The effect of single nucleotide polymorphism identification strategies on estimates of linkage disequilibrium

Abstract

At present there is tremendous interest in characterizing the magnitude and distribution of linkage disequilibrium (LD) throughout the human genome, which will provide the necessary foundation for genome-wide LD analyses and facilitate detailed evolutionary studies. To this end, a human high-density single-nucleotide polymorphism (SNP) marker map has been constructed. Many of the SNPs on this map, however, were identified by sampling a small number of chromosomes from a single population, and inferences drawn from studies using such SNPs may be influenced by ascertainment bias (AB). Through extensive simulations, we have found that AB is a potentially significant problem in estimating and comparing LD within and between populations.

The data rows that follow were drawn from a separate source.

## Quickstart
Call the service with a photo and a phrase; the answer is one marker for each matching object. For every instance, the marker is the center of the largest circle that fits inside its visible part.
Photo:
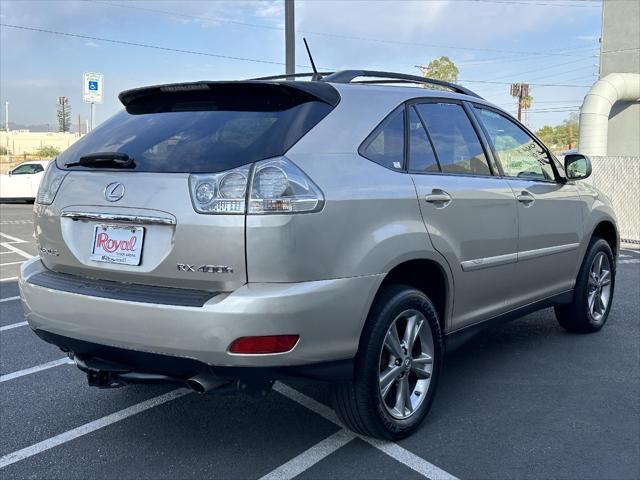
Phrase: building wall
(619, 54)
(20, 142)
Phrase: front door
(470, 213)
(549, 215)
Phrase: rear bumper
(328, 315)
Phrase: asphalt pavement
(522, 400)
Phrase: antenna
(316, 75)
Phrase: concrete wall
(19, 142)
(619, 54)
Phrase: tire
(581, 315)
(360, 403)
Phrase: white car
(23, 181)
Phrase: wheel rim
(406, 364)
(599, 287)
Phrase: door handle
(526, 198)
(439, 198)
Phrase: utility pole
(521, 92)
(289, 38)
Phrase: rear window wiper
(106, 159)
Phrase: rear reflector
(262, 345)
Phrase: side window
(458, 148)
(421, 155)
(520, 155)
(385, 145)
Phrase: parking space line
(13, 239)
(13, 325)
(37, 368)
(392, 449)
(9, 299)
(16, 250)
(310, 457)
(90, 427)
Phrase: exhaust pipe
(204, 383)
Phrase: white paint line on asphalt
(16, 250)
(16, 222)
(13, 239)
(394, 450)
(311, 456)
(12, 326)
(37, 368)
(90, 427)
(8, 299)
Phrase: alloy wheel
(599, 287)
(406, 364)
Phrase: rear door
(469, 212)
(125, 210)
(549, 215)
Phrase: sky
(551, 44)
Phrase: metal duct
(596, 107)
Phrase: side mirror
(577, 166)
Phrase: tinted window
(454, 139)
(520, 155)
(386, 144)
(198, 138)
(421, 156)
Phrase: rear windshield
(199, 138)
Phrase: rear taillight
(279, 186)
(263, 345)
(220, 192)
(50, 184)
(276, 186)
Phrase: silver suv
(223, 235)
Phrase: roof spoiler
(250, 95)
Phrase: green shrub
(47, 151)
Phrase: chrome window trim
(107, 217)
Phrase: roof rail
(294, 75)
(347, 76)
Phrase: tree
(47, 151)
(563, 136)
(64, 115)
(547, 135)
(441, 68)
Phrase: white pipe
(597, 105)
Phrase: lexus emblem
(114, 191)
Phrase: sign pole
(92, 93)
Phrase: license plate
(117, 244)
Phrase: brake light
(276, 186)
(263, 345)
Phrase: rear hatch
(125, 211)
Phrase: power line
(334, 35)
(533, 84)
(145, 45)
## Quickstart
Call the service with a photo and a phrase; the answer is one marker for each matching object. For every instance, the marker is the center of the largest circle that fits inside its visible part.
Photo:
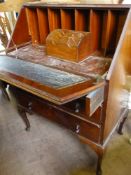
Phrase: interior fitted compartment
(105, 25)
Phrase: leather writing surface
(44, 75)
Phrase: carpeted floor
(48, 149)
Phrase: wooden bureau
(87, 96)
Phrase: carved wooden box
(68, 44)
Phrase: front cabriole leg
(22, 111)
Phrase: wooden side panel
(95, 29)
(54, 19)
(104, 30)
(33, 25)
(20, 34)
(110, 37)
(43, 24)
(81, 20)
(120, 67)
(121, 21)
(67, 19)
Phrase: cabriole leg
(22, 112)
(99, 163)
(121, 126)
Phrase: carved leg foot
(23, 115)
(99, 163)
(3, 86)
(121, 126)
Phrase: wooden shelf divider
(95, 28)
(54, 19)
(68, 19)
(81, 20)
(43, 24)
(33, 25)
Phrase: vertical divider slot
(68, 19)
(95, 28)
(110, 35)
(43, 24)
(32, 21)
(121, 21)
(81, 20)
(54, 19)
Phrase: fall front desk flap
(46, 81)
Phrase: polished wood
(33, 25)
(22, 27)
(92, 118)
(69, 44)
(94, 100)
(43, 24)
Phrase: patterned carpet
(48, 149)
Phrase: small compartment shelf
(68, 19)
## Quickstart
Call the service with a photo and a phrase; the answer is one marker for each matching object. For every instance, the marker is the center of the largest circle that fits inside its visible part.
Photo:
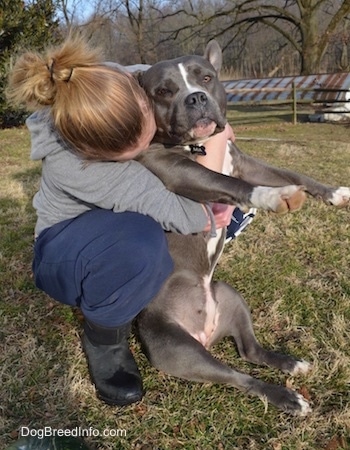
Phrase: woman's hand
(216, 150)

Specifically, the magnitude of AB is a function of the SNP discovery strategy, number of chromosomes used for SNP discovery, population genetic characteristics of the particular genomic region considered, amount of gene flow between populations, and demographic history of the populations. We demonstrate that a balanced SNP discovery strategy (where equal numbers of chromosomes are sampled from multiple subpopulations) is the optimal study design for generating broadly applicable SNP resources. Finally, we validate our theoretical predictions by comparing our results to publicly available data from ten genes sequenced in 24 African American and 23 European American individuals.